Vision-based surveying drone detection systems play critical roles in aerial surveillance and defense applications. Small targets in complex environments present significant challenges: limited feature representation, low detection rates, and computational inefficiency. Traditional fusion strategies like FPN and PANet fail to address semantic gaps between non-adjacent feature layers, causing feature degradation during propagation. To overcome these limitations, we introduce PHE-DETR – a novel framework featuring Progressive Hybrid Encoding that decouples intra-scale feature refinement and cross-scale integration.

Architectural Framework
The PHE-DETR pipeline comprises three components: a multi-scale feature extractor, progressive hybrid encoder, and IoU-aware decoder. The HGNet backbone processes input images $x \in \mathbb{R}^{H \times W \times C}$ generating feature pyramids:
$$ \{P_1, P_2, P_3, P_4, P_5\} = \text{HGNet}(x) $$
Resolution progression follows $320^2 \rightarrow 160^2 \rightarrow 80^2 \rightarrow 40^2 \rightarrow 20^2$. For surveying UAV detection, we selectively process $P_3$, $P_4$, and $P_5$ to balance spatial detail and semantic richness.

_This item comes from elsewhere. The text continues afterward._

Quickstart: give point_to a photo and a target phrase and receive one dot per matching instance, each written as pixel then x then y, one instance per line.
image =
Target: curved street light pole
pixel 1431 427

Progressive Hybrid Encoding
Our encoder resolves feature misalignment through two specialized modules:
Attention-Based Intra-Scale Interaction (AIFI)
Processes deepest features $P_5$ via self-attention:
$$ Q = K = V = \text{Flatten}(P_5) $$
$$ A_5 = \text{Reshape}(\text{Attention}(Q,K,V)) $$
This captures global contextual relationships critical for identifying obscured surveying drones.

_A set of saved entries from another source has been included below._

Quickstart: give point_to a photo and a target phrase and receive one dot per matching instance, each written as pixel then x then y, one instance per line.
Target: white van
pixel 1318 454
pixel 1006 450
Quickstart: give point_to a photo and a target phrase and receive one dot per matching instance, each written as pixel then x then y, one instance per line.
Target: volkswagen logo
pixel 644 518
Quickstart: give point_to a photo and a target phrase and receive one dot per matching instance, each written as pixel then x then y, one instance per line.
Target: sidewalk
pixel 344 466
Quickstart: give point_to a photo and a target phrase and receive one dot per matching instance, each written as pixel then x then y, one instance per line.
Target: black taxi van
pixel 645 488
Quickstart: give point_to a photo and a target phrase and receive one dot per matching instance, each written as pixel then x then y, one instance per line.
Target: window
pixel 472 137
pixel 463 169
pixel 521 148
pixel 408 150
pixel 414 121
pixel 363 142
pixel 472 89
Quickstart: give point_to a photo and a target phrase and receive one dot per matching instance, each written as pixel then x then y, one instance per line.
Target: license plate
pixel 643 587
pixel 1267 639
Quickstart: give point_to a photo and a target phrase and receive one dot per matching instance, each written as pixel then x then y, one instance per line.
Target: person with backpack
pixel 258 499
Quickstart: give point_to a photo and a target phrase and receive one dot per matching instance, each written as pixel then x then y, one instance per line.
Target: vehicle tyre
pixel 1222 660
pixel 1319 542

Adaptive Cross-Scale Feature Fusion (ACFM)
ACFM operates in two cascaded stages:
- Stage-1 (ACFM-2): Fuses adjacent layers
$$ A_3 = \text{ACFM-2}(P_3, P_4) $$
$$ A_4 = \text{ACFM-2}(P_4, P_3) $$ - Stage-2 (ACFM-3): Integrates $A_3$, $A_4$, $A_5$
$$ S_l = \sum_{n=3}^5 \alpha_{i,j}^l \cdot \text{Align}(A_n) $$
where $\alpha_{i,j}^l + \beta_{i,j}^l + \gamma_{i,j}^l = 1$ denotes position-wise adaptive weights. Feature alignment uses bilinear interpolation (upsampling) or strided convolution (downsampling).

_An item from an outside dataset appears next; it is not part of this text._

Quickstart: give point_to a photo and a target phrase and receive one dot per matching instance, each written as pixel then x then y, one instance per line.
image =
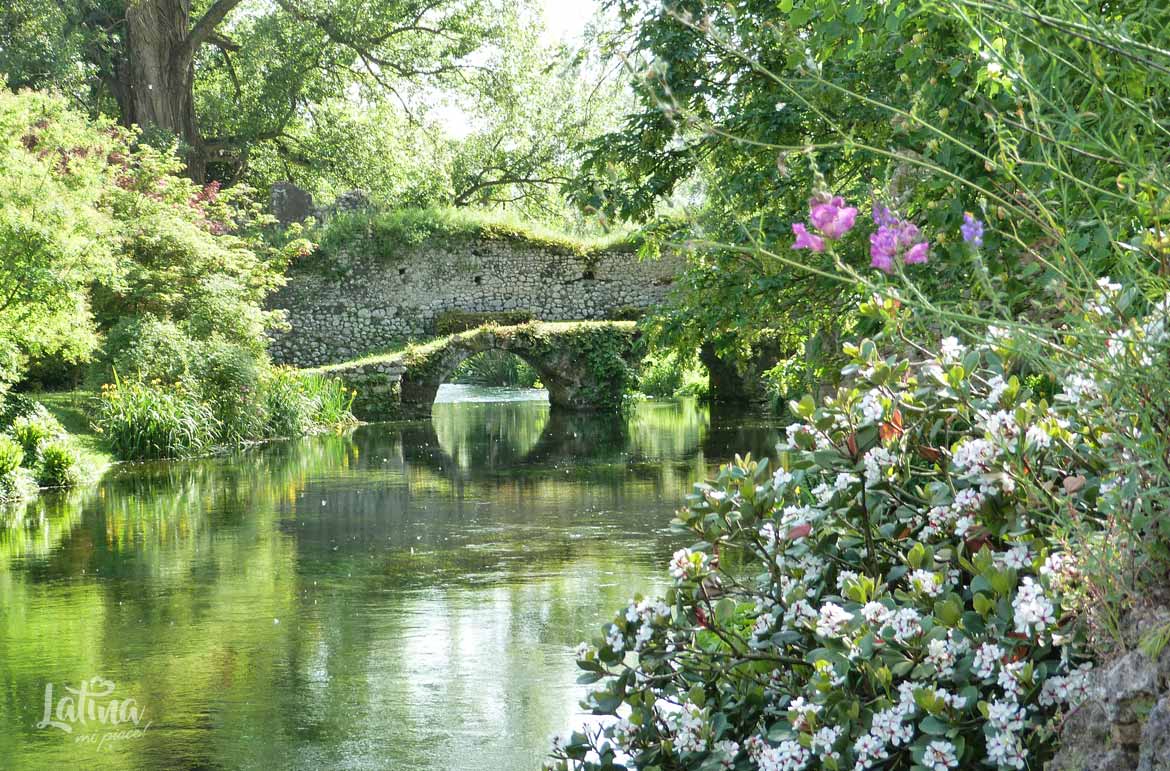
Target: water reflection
pixel 403 597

Dual-Flow Gradient Harmonizer (DFGH)
Replaces conventional RepC3 with optimized gradient flow:
$$ \text{DFGH}(X) = \text{Concat}[X_{\text{identity}}, \text{Bottleneck}(\text{Bottleneck}(X_{\text{processed}}))] $$
Compared to RepC3, DFGH reduces parameters by 23% while enhancing gradient propagation for small surveying UAV features.
Experimental Validation
We evaluate performance on Det-Fly (13,271 images) and ARD-MAV (106,665 frames) datasets containing surveying drones under diverse conditions. Evaluation metrics include:
- mAP@50: Primary accuracy measure
- Parameters: Model complexity
- GFLOPs: Computational load
Detection Performance Comparison
| Method | Det-Fly mAP@50 | ARD-MAV mAP@50 | Params (M) | GFLOPs |
|---|---|---|---|---|
| YOLOv8-M | 94.4 | 77.1 | 25.8 | 78.7 |
| RT-DETR | 92.4 | 82.2 | 32.0 | 103.4 |
| MHAF-YOLO | 96.1 | – | 21.8 | 103.7 |
| PHE-DETR | 97.0 | 86.7 | 25.8 | 70.6 |
Ablation Studies
Component analysis demonstrates critical contributions:
| ACFM-2 | ACFM-3 | mAP@50 | Δ Params |
|---|---|---|---|
| ✗ | ✗ | 95.8 | -1.8M |
| ASFF only | DFGH only | 96.2 | -1.5M |
| Full | Full | 97.0 | 0 |
The progressive fusion strategy reduces semantic gaps between non-adjacent layers by 63% compared to single-stage fusion. On NVIDIA RTX3090 hardware, PHE-DETR achieves 30.2 FPS at 640p resolution – 6.7% faster than RT-DETR while maintaining precision for surveying UAV identification.
Conclusion
PHE-DETR establishes a new state-of-the-art for surveying drone detection through innovative multi-scale feature management. The Progressive Hybrid Encoding architecture demonstrates:
- 30% parameter/computation reduction versus RT-DETR
- 4.5% mAP@50 improvement on challenging ARD-MAV
- Real-time performance (30.2 FPS) without accuracy compromise
Future work will explore temporal modeling for tracking surveying UAVs across consecutive frames and multi-spectral feature fusion for all-weather operation. The framework shows significant promise for deployment in border surveillance and critical infrastructure protection scenarios.